A 92.6% reduction in the list price of tafamidis—an effective but ultimately unaffordable drug designed to treat transthyretin amyloid cardiomyopathy (ATTR-CM)—would be required to make the medication accessible to the average heart patient, researchers reported in Circulation Feb. 12.
Tafamidis, which is manufactured by Pfizer, works by binding to and stabilizing transthyretin, which prevents transthyretin tetramer dissociation, first author Dhruv S. Kazi, MD, MSc, MS, and colleagues explained in the paper. The drug lowered all-cause mortality and slowed decline in quality of life and functional capacity in a major study of patients with ATTR-CM and heart failure, prompting its expedited approval via the FDA’s breakthrough pathway. It hit the U.S. market in May 2019.
In many ways, tafamidis has been a game-changer for ATTR-CM patients, who, if left untreated, typically live just 2.5 to 3.5 years after they’re diagnosed. But, at a price point of $225,000 per year, the medication isn’t a feasible option for everyone.
“It is the most expensive cardiovascular drug ever launched in the U.S., raising concerns about cost-effectiveness, affordability and access,” Kazi et al. wrote. “A timely and rigorous cost-effectiveness evaluation would help inform clinical and policy discussions regarding uptake of tafamidis and may influence drug pricing as the drug enters the market.”
The team launched an independent cost-effectiveness analysis of tafamidis, developing a Markov model of patients with wild-type or variant ATTR-CM and HF using data from the Transthyretin Amyloidosis Cardiomyopathy Clinical Trial (ATTR-ACT), published studies, FDA review documents, healthcare claims and national survey data. Tafamidis was compared with “usual care”—no disease-specific treatment—for main outcomes of lifetime incremental cost-effectiveness ratio (ICER) and annual U.S. budget impact.
Kazi and co-authors found that, compared with standard care, tafamidis was projected to add 1.29 quality-adjusted life years (QALY) at an incremental cost of $1,135,000. That would translate to an ICER of $880,000 per QALY gained.

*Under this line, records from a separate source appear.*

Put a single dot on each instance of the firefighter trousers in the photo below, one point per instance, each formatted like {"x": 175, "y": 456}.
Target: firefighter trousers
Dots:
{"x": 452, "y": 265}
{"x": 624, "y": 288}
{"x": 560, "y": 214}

Assuming a threshold of $100,000 per QALY gained and the current price of tafamidis, the authors reported the drug was cost-effective in 0% of 10,000 probabilistic simulations. They said the medication’s price tag would need to shrink a dramatic 92.6%—from $225,000 per year to $16,562 per year—to make tafamidis cost-effective.
Considering the fact that any savings from fewer CV hospitalizations per patient per year would be offset by patients surviving longer, Kazi and colleagues calculated U.S. healthcare spending would increase by $32.3 billion per year if all eligible patients received tafamidis therapy.
“This includes a $31.9 billion increase in annual prescription drug expenditures, which would increase the total U.S. spending for all prescription drugs by 9.3%,” the authors wrote. “As diagnosis rates increase—as a result of greater awareness about ATTR-CM, increased use of nuclear scintigraphy for accurate diagnosis and more widespread uptake of genetic tests to screen family members of individuals with variant ATTR-CM—the budget impact of tafamidis is expected to increase, as well.”
The team said that in turn, the challenge for healthcare systems and payers is likely to increase over time, too.
“If rates of diagnosis of ATTR-CM substantially increase...the impact of tafamidis therapy on total health spending would exceed our projections,” they wrote.